The only network traffic this plugin generates at runtime is the browser fetching /dcim/devices/<pk>/cabinet-layout/svg/?w=…&h=…&v=… as a sub-resource of whichever NetBox page it's viewing, which is identical in scope to NetBox core fetching /media/devicetype-images/…. If NetBox works in your air gap, the plugin works in your air gap.

The one external reference in the entire repo is the Mermaid schema diagram in this README, which GitHub renders server-side when you view the README on github.com. That's GitHub's rendering, not the plugin's runtime — the live plugin never touches Mermaid. Offline git clones of the repo show the diagram as a code block in the README, which is still readable.

Security & supply chain

Every release ships with machine-readable supply-chain documents under security/:

  • security/sbom.cdx.jsonCycloneDX 1.6 Software Bill of Materials enumerating every direct and transitive runtime dependency, with purl identifiers so it drops straight into Dependency-Track, grype, trivy, osv-scanner, or GitHub's dependency graph.
  • security/openvex.jsonOpenVEX 0.2.0 Vulnerability Exploitability eXchange document telling downstream consumers which CVEs actually affect the running code. At v0.1.2 there are no known CVEs affecting the plugin or its sole runtime dependency svgwrite.

Both files are regenerated on every tagged release.
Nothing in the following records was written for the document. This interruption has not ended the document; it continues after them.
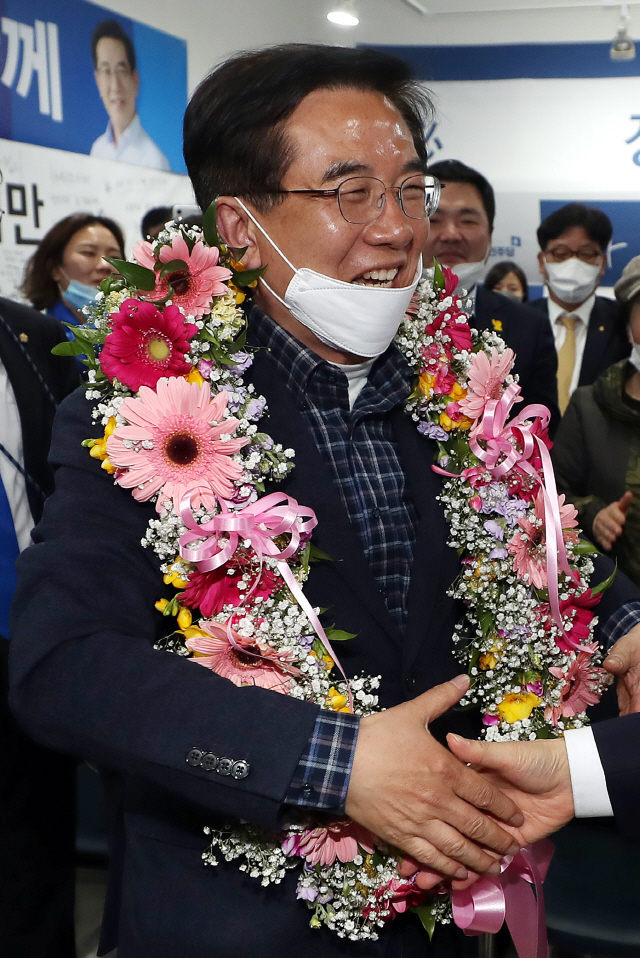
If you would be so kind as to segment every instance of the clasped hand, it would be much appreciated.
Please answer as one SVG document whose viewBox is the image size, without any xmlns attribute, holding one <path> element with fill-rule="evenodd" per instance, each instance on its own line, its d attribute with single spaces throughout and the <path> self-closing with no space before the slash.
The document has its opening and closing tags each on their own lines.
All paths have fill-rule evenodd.
<svg viewBox="0 0 640 958">
<path fill-rule="evenodd" d="M 466 676 L 360 722 L 346 812 L 420 867 L 420 886 L 443 877 L 497 874 L 499 859 L 521 844 L 516 803 L 468 768 L 429 732 L 429 722 L 455 705 Z"/>
</svg>

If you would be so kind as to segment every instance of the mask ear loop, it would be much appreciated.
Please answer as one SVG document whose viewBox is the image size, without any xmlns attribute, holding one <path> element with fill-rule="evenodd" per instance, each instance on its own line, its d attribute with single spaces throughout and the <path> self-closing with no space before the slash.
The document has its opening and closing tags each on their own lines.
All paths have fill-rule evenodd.
<svg viewBox="0 0 640 958">
<path fill-rule="evenodd" d="M 239 196 L 234 196 L 234 199 L 237 200 L 237 202 L 240 204 L 240 206 L 242 207 L 242 209 L 245 211 L 245 213 L 247 214 L 247 216 L 249 217 L 249 219 L 251 220 L 251 222 L 254 224 L 254 226 L 256 226 L 256 227 L 260 230 L 260 232 L 262 233 L 262 235 L 264 236 L 264 238 L 265 238 L 266 240 L 268 240 L 269 243 L 271 243 L 271 245 L 273 246 L 274 250 L 275 250 L 276 253 L 281 257 L 281 259 L 283 259 L 283 260 L 285 261 L 285 263 L 287 264 L 287 266 L 288 266 L 290 269 L 292 269 L 294 273 L 297 273 L 298 270 L 295 268 L 295 266 L 293 265 L 293 263 L 291 262 L 291 260 L 287 259 L 287 257 L 284 255 L 284 253 L 282 252 L 282 250 L 281 250 L 278 246 L 276 246 L 276 244 L 275 244 L 274 241 L 271 239 L 271 237 L 269 236 L 269 234 L 267 233 L 267 231 L 264 229 L 263 226 L 260 225 L 260 223 L 258 223 L 258 221 L 257 221 L 257 219 L 255 218 L 255 216 L 253 215 L 253 213 L 251 213 L 251 211 L 247 209 L 247 207 L 244 205 L 244 203 L 242 202 L 242 200 L 240 199 L 240 197 L 239 197 Z M 278 296 L 278 294 L 276 293 L 276 291 L 275 291 L 274 289 L 271 289 L 271 287 L 269 286 L 269 284 L 267 283 L 267 281 L 264 279 L 263 276 L 260 277 L 260 279 L 258 280 L 258 282 L 262 283 L 262 285 L 265 286 L 266 289 L 269 290 L 269 292 L 271 293 L 271 295 L 272 295 L 272 296 L 275 296 L 275 298 L 278 300 L 278 302 L 282 303 L 283 306 L 286 306 L 286 305 L 287 305 L 287 304 L 285 303 L 285 301 L 283 300 L 283 298 L 282 298 L 281 296 Z M 287 307 L 287 308 L 288 308 L 288 307 Z"/>
</svg>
See security/README.md for regeneration commands and a summary of current contents.

Reporting a vulnerability: please open a private Security Advisory on GitHub rather than a public issue.

Not in v0.4

Strut channel, keystone frames, Krone LSA / 110-block terminal frames, HMI panel cutouts, pneumatic manifolds, auto-provisioning mounts from existing bay templates, drag-to-place UI, GraphQL.

Nested SVG recursion (a hosted device's own interior rendered inline inside its rectangle on the parent mount — think "click into an MCC bucket from the cabinet view and see the DIN rail inside") is deferred to a future release. The visual equivalent of the existing rack-elevation monkey-patch but pointed inward. Beautiful feature, wants its own release cycle.

Okabe-Ito colorblind-safe palette and a monochrome/pattern fallback for print are both deferred. The v0.4.0 high-contrast mode (@media (prefers-contrast: more)) handles the substation-sunlight case but not colorblindness explicitly. If a user speaks up, we'll revisit.

Environmental / certification metadata (IP, NEMA, Ex, temperature, RF shielding, EMP/HEMP, SIL, seismic, fire, impact, etc.) is handled via NetBox custom fields on dcim.rack and dcim.devicetype — see the "Environmental / certification ratings" section above. The plugin will not grow first-class fields for these.